The Wedding
Rochelle Jewel Shapiro
From the time my grandfather, Pa, we called him, turned eighty, we worried whether he’d be alive for the next family event. He was milky-skinned with startling blue eyes, hair like dandelion fluff, skinny legs, and a belly that took up his whole lap when he sat down. Dozing in his chair, his head rested on his shoulder like a dove. He made us grandkids Pa Coffee, a precursor of lattes, milk with lots of sugar, and a small pour of Joe and told us mixed-up fairy tales like The Mermaid and the Three Bears. We wanted him there not just because he was the pendulum of our cuckoo clock family, but also if he died before an affair, it would, out of respect, have to be called off, or at least the band and the flowers canceled. It would have had the same pall as my Sweet Sixteen the day after President Kennedy’s assassination. The photos could have been captioned Youth in Gloom.
As my big sister’s wedding approached, Pa had turned ninety-two. My mother doubled her dose of valium, and my father, his Pall Malls.
The day before the wedding, we waited at the front door, tearfully watching Pa walk toward our house, steadied by Grandma’s arm. We never worried about her. Her stringy hair was still naturally black. She wore red lipstick, but the corners of her mouth were always white from swigging Milk of Magnesia, her cure-all. During the Great Depression, when they lost all the properties they owned, Pa took to his bed. She gave him a dose of Milk of Magnesia.
“Eli, drop dead now or get out of that bed,” Grandma ordered, and he stood up and went to work in his tailoring shop even though there was hardly any business.
Grandma and Pa were installed in a downstairs bedroom. But when Grandma went upstairs to see my sister’s wedding gown, Pa must have called out for her, and no one heard. He was so dependent on her that he forgot himself and climbed the steps.

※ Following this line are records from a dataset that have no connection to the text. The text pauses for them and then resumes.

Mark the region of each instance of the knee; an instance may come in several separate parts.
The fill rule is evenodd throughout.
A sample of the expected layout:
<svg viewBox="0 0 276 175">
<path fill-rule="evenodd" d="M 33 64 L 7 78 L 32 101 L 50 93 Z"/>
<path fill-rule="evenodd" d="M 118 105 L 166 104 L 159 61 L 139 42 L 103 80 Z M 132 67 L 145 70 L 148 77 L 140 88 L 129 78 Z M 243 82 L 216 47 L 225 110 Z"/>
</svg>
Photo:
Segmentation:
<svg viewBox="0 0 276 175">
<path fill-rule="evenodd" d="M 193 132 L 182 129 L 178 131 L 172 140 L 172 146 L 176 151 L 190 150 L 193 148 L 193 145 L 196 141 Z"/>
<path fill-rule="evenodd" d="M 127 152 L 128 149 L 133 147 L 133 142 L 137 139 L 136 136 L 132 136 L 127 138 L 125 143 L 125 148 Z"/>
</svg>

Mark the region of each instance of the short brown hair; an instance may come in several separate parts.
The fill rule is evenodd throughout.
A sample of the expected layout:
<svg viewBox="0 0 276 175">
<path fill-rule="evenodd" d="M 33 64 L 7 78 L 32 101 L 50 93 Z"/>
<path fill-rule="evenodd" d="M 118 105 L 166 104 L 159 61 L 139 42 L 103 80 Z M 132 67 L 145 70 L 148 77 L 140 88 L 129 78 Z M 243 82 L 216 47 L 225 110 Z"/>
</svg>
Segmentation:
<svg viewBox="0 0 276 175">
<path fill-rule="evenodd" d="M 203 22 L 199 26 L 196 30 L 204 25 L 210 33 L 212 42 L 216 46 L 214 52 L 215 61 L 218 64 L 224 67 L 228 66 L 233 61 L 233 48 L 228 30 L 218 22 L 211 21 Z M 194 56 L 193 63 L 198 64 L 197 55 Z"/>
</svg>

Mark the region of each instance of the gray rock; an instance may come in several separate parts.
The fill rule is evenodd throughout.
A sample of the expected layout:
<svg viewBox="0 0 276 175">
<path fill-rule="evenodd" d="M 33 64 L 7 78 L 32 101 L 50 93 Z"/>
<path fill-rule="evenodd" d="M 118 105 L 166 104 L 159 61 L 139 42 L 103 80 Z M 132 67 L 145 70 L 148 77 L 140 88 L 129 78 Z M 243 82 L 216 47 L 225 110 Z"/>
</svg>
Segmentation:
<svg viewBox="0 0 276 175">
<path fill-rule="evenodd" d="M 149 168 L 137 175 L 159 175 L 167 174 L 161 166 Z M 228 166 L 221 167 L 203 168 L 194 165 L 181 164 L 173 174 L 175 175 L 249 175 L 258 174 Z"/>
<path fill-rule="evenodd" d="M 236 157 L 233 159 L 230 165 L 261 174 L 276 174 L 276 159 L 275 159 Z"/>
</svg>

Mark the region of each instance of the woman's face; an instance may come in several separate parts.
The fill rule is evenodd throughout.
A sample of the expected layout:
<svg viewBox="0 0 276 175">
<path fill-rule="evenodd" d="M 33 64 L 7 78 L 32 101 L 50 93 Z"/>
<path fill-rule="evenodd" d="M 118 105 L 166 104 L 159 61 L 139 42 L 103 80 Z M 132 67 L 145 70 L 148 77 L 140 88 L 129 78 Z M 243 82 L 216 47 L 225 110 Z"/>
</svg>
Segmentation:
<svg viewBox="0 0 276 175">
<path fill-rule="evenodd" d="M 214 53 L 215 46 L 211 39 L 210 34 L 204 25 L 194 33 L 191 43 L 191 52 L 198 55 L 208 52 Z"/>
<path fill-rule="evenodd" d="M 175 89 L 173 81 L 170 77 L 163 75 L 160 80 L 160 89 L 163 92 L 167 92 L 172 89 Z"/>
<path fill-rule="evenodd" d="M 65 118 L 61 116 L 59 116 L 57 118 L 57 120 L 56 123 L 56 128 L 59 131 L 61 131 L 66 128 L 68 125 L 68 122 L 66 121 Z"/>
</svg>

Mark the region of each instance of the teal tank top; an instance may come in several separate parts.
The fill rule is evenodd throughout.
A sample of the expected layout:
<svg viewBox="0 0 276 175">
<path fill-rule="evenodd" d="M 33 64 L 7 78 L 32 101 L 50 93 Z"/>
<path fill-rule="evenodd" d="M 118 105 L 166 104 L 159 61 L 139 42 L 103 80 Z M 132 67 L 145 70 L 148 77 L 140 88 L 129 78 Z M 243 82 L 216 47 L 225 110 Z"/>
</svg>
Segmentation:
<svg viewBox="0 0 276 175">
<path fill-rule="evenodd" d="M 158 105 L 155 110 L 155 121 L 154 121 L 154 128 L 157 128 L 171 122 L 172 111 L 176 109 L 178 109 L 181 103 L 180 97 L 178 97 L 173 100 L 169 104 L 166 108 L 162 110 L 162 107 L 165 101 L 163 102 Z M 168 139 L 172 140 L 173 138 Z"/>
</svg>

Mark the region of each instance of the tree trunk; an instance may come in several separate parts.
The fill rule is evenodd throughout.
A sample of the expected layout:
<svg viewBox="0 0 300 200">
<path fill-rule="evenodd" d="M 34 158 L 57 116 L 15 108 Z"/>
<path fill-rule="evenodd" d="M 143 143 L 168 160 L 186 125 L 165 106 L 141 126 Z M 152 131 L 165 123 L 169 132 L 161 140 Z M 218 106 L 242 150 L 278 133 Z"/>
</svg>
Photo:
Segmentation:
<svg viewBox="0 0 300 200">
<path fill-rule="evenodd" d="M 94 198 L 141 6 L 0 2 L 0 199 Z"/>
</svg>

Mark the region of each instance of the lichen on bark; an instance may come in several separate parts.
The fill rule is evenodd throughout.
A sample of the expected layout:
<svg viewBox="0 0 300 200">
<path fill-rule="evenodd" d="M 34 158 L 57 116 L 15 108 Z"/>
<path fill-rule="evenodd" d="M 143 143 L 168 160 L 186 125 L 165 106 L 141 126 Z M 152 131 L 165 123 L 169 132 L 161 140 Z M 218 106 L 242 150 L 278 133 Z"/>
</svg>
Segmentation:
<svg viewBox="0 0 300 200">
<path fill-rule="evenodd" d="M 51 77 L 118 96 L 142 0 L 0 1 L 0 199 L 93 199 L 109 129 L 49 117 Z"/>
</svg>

“Pa!” I cried out as I saw him hauling himself up the steps in his slippers.
Grandma came to the foot of the steps. “Are you daft, Eli?” she shouted.
I was starting up the steps to help him, but he turned back on his own, and suddenly, he was in the air like a float in the Macy’s Day Parade before landing and thudding down the steps.
“Call an ambulance,” my mother shouted.
“Oh, God, my wedding,” my sister wailed.
“Pa, Pa,” I called to him as he lay on his big stomach, his arms out to the sides.
My strong father sat him up. My mother lifted his eyelids. A scream lodged in my throat. There were only the whites of his eyes.
“Don’t call anybody,” Grandma said, pushing us aside. “The doctors and the undertakers are partners. I’ll fix him up.”
She pinched his nose until his mouth fell open. She took a bottle of Milk of Magnesia from the pocket of her flowered housedress and poured some down his throat. She pulled up his eyelids, and there were his pupils again, clear and blue as a summer sky.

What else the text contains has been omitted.